UK Government refuses to stop spying on rendition victims
The UK government is refusing to guarantee that it will not misuse the intercepted lawyer-client communications of two rendition victims in their legal cases again the British government.
Yunus Rahmatullah and Amanatullah Ali, from Pakistan, are bringing legal action against the British government for its complicity in their torture and rendition. The men were captured in Iraq in 2004 by British forces, before being rendered by the US to Bagram prison, Afghanistan. They endured a decade of secret US detention and torture in Bagram before their release last May without charge or trial.

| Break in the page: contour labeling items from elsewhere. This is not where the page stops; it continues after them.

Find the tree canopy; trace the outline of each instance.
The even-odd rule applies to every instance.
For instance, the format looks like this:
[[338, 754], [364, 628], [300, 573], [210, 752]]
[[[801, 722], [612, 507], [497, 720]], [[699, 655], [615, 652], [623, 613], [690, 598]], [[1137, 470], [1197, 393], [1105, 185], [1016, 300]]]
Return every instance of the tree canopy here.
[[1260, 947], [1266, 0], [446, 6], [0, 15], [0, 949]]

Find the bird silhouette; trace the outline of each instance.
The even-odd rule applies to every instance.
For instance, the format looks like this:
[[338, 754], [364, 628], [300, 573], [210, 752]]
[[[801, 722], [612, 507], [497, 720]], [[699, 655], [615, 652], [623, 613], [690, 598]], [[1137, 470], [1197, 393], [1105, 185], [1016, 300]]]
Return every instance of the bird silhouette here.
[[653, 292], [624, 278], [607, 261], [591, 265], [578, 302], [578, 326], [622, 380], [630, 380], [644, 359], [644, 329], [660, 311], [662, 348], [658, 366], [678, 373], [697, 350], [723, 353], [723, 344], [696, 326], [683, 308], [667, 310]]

The UK Government is refusing to agree to a request by the men to take “reasonable” steps not to “read, listen to or otherwise use” their communications with their lawyers. Those communications are confidential, and enjoy protected status under the longstanding principle of legal professional privilege (LPP).
The men’s request is the latest in a series of recent developments on the issue of government interception in legal cases. In recent weeks the UK has signed a undertaking not to read or listen to any legally-privileged material relating to another rendition victim, Abdul-Hakim Belhaj from Libya. That agreement, nearly identical to the one submitted by Mr Ali and Mr Rahmatullah, came after the government admitted in the course of Mr Belhaj’s case that UK intelligence agencies’ policies regarding the monitoring of lawyer-client conversations were unlawful.
The Ministry of Defence is claiming that a similar undertaking is not necessary in Mr Rahmatullah and Mr Ali's case, saying that safeguards already exist. It has declined to say why its view differed in Mr Belhaj’s case, where the same policies that were conceded to be unlawful apply.
Kat Craig, Mr Rahmatullah’s lawyer and Legal Director at human rights organization Reprieve, said: “Not content with complicity in the torture, rendition and decade-long secret detention of Mr Rahmatullah and Mr Ali, the UK is now trying to prevent them from achieving justice. Why would any government otherwise refuse to implement safeguards, and which only serve to achieve a fair balance – and protect an age-old principle of our justice system? By preventing our clients from communicating privately with their legal team, and fairly and robustly seeking the justice they so sorely deserve, the UK government is holding itself above the law.”